Four main takeaways that emerged from discussion the discussion yesterday, included:
- Politics is a perennial problem: Cross-party solutions are needed to increase tax revenues given changing demographics and demands for health and social care (e.g. taxing wealth and elderly). The question of what a progressive approach to health and social care reform should, or could, look like was a recurring theme.
- Place matters: How can CPP build on the report’s place-based analysis to provide a distinctive contribution to the live health and care reform debate? One of our key arguments in the report was the need to integrate mental, physical and public health services within wider social and economic policy. How might we achieve this, and what would this mean in terms of our key indicators of a successful modern healthcare system?
- Reform must follow funding: There was consensus about the fact that a decline in real terms spending on health and social care was having a deleterious impact on outcomes. More contested was the extent to which additional spending would increase quality in the absence of reform. How can we ensure extra funding can have greatest impact (e.g. capital vs. current spending, prioritisation of risk/crunch zones)?

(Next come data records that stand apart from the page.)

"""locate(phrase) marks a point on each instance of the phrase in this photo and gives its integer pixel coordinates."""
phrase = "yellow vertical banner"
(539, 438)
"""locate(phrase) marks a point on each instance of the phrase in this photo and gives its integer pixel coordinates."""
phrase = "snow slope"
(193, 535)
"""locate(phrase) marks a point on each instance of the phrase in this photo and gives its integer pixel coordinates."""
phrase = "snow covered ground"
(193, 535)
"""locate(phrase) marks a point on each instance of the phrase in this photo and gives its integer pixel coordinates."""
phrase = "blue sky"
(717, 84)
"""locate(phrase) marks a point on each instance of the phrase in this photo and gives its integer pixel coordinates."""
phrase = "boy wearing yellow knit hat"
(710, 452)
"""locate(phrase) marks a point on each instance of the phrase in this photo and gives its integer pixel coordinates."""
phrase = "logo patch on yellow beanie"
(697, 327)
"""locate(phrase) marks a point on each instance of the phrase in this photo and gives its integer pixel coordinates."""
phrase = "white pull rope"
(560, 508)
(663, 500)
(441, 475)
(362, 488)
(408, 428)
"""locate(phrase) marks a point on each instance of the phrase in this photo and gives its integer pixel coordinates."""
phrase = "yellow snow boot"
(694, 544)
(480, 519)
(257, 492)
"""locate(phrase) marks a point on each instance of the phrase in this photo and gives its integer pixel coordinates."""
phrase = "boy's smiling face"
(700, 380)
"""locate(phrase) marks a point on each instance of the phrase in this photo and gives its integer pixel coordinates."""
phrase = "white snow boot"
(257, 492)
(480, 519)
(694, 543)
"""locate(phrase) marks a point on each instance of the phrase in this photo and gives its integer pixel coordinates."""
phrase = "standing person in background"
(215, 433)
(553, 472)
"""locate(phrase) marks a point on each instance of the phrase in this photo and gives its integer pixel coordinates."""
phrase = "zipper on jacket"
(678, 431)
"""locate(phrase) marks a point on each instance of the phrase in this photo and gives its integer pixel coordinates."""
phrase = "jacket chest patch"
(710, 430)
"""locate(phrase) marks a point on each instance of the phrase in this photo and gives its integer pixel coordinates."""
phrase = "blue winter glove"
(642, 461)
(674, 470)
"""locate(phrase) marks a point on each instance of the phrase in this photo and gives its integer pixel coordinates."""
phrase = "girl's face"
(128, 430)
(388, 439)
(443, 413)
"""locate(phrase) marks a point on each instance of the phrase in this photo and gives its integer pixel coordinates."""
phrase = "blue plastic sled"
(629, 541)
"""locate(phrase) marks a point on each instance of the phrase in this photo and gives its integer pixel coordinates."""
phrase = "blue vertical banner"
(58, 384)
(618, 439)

- Workforce risks: Efforts to integrate health and social care have often been hampered by the differences between the two workforces. Common to both, however, are the issue of recruitment, retention, training and progression – particularly under the policy of austerity. Stringent immigration constraints post-Brexit could compound these and other issues associated with the current cap on annual medical places. Instead of forever looking at a shortage of sufficiently trained staff, how might we become (e.g.) a net exporter of world-class health and social care training?
Other interesting questions included how technology, innovation and learning might best shared to play a positive disruptive role, and what financial models in social care might not be suitable to ensure value for, or accountability to, patients or the taxpayer.
Diagnosis Critical is the first paper in CPP’s 12-month inquiry on health and social care in England. With the input of our Advisory Group and roundtable participants, we will continue to shape our research and engagement programme so that it complements the work of others and impacts upon live policy development.